Di quelle due categorie ideali e ideologiche, si sa, è rimasto ben poco nel nostro presente, perché scarse e stinte sono le identità politiche. Tuttavia un’impronta è rimasta, o forse un imprinting, di quella animosità originaria, e risale ogni volta che reciprocamente si accusano di predicare e praticare l’odio, il disprezzo e l’intolleranza. Anche nella loro versione più fluida e meno militante, come per esempio nel magmatico mondo social, permane quella rappresentazione ostile e drasticamente negativa che accompagna la denigrazione del “nemico”. Sono rimaste in eredità e in circolo una forma specifica di ostilità tipica della destra e una forma specifica di ostilità tipica della sinistra. A destra, si sa, è frequente la denuncia dell’egemonia culturale di sinistra, l’attacco e a volte l’insulto nei confronti degli avversari, magari definiti ancora comunisti; e, insieme a questo bagaglio di ostilità, a destra è frequente ma non ingiustificato il vittimismo (non nasce dal nulla). La destra battagliera combatte la sinistra col proposito di sconfiggerla, disarcionarla, denunciarne gli abusi. La sinistra invece non vuole sconfiggere l’avversario, ma eliminarlo. Il retropensiero fisso è che il nemico non abbia diritto di esistere e di pronunciarsi; non ha i titoli, va squalificato a priori, non va nemmeno ascoltato e confutato ma va cancellato in partenza. Non c’è l’idea di scontro tra due parti avverse, ma la pretesa che una parte sia giudicante e l’altra giudicata, in permanenza; il verdetto è scritto a priori, il nemico è orribile e suscita indignazione, non dissenso. Va soppresso, non criticato. Se dunque eliminare il nemico è il verbo finale di questo modo di pensare e di agire, i succedanei in un regime di pace, libertà e democrazia, sono censurare, impedire, cacciare, boicottare, silenziare. Cosa che a parti invertite non accade quasi mai. E, da ultimo, far finta che l’avversario non esista, condannarlo alla morte civile, non prendere mai in considerazione ciò che dice, scrive, fa, pensa.

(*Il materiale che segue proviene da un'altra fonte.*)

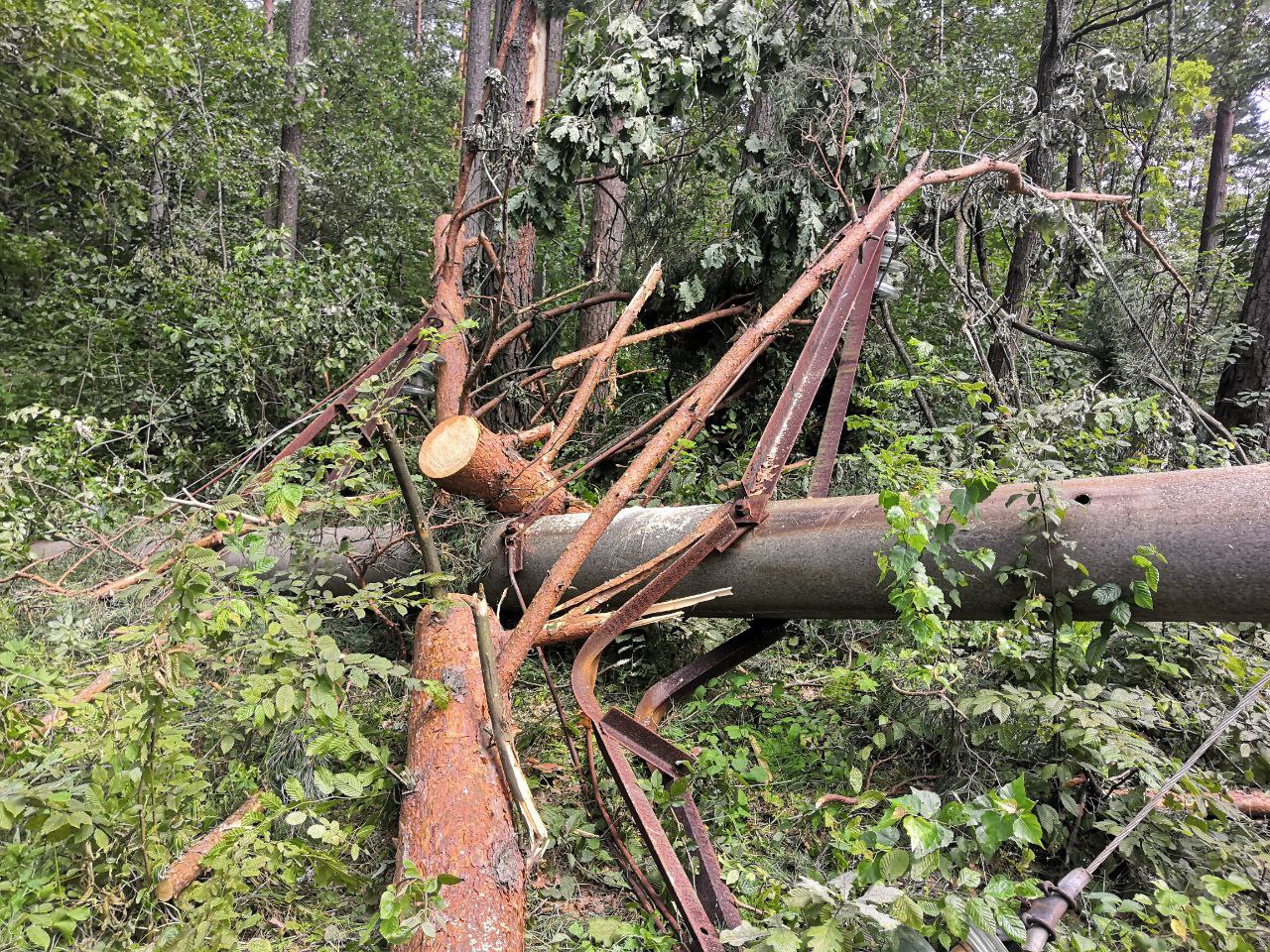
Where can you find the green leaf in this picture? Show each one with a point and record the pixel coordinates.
(826, 937)
(606, 932)
(924, 835)
(348, 784)
(896, 864)
(1028, 829)
(980, 912)
(1120, 613)
(783, 941)
(1106, 593)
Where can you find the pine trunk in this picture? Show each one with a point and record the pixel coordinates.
(1218, 168)
(1243, 394)
(293, 132)
(454, 815)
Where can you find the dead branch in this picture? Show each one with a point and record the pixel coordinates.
(789, 467)
(595, 371)
(715, 384)
(659, 331)
(524, 326)
(175, 880)
(55, 719)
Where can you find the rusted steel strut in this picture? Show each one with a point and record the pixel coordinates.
(817, 557)
(702, 896)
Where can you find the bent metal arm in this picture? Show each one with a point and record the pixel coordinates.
(816, 557)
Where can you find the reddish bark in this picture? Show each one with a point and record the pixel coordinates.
(465, 457)
(456, 817)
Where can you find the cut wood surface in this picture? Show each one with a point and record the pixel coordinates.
(462, 456)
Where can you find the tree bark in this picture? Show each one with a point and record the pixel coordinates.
(526, 72)
(603, 255)
(454, 815)
(475, 61)
(1242, 393)
(1039, 166)
(1218, 168)
(293, 132)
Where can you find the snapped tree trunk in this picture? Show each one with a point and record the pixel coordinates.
(293, 132)
(1039, 167)
(1243, 393)
(526, 72)
(1218, 168)
(454, 815)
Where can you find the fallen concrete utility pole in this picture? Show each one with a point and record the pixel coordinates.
(816, 557)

Tutto questo si carica all’estrema potenza quando l’ambito di riferimento è il mondo culturale, inteso nel senso più largo e onnicomprensivo, di spettacolo, editoria, arte e pensiero, musica, scuola e università. Quel mondo viene ritenuto per privilegio innato e indiscusso di loro esclusiva pertinenza, salvo rifiutare sdegnati e sarcastici l’accusa di esercitare un’egemonia sulla cultura; e dunque chiunque emerga in quel mondo, chiunque venga promosso, soprattutto da un governo di destra, a un ruolo in quei campi è per definizione un intruso, un imbucato, disadatto, incapace, ignorante. Da espellere come un corpo estraneo. La differenza tra destra e sinistra nei rapporti con l’avversario è sostanzialmente questa: la destra ha mille difetti e incongruenze, è in genere meno attenta e sensibile ai temi culturali, spesso più rozza e in certi casi sguaiata. Ma combatte l’avversario, vuole batterlo, non vuole eliminarlo a priori.

A sinistra c’è sempre una forma di indignazione virale, come un brusìo che sale e acquista forza di auto persuasione crescendo di tono e di voci; nessun senso critico e autocritico, nessuna ribellione a questi passaparola; a volte basta una sigla sindacale, un’associazione, un partito e sorge la conventio ad excludendum che assume in molti casi l’aspetto di organizzazione paramafiosa. Tutto questo condanna la sinistra a restare fazione e non riuscire mai a parlare al resto del Paese. Quella pretesa di superiorità è la sua condanna all’inferiorità politico-elettorale e la propensione alla sconfitta. La destra così piena di difetti alla fine diventa preferibile rispetto al livido, acido, intollerante settarismo del campo avverso. E dopo aver gridato largo ai giovani, spazio alle donne, davanti a una giovane donna, cresciuta nel mondo della musica e non della politica, l’unica cosa che sanno dire è: cacciatela, non è degna. Una vergogna, sì, una miseria, ma la loro.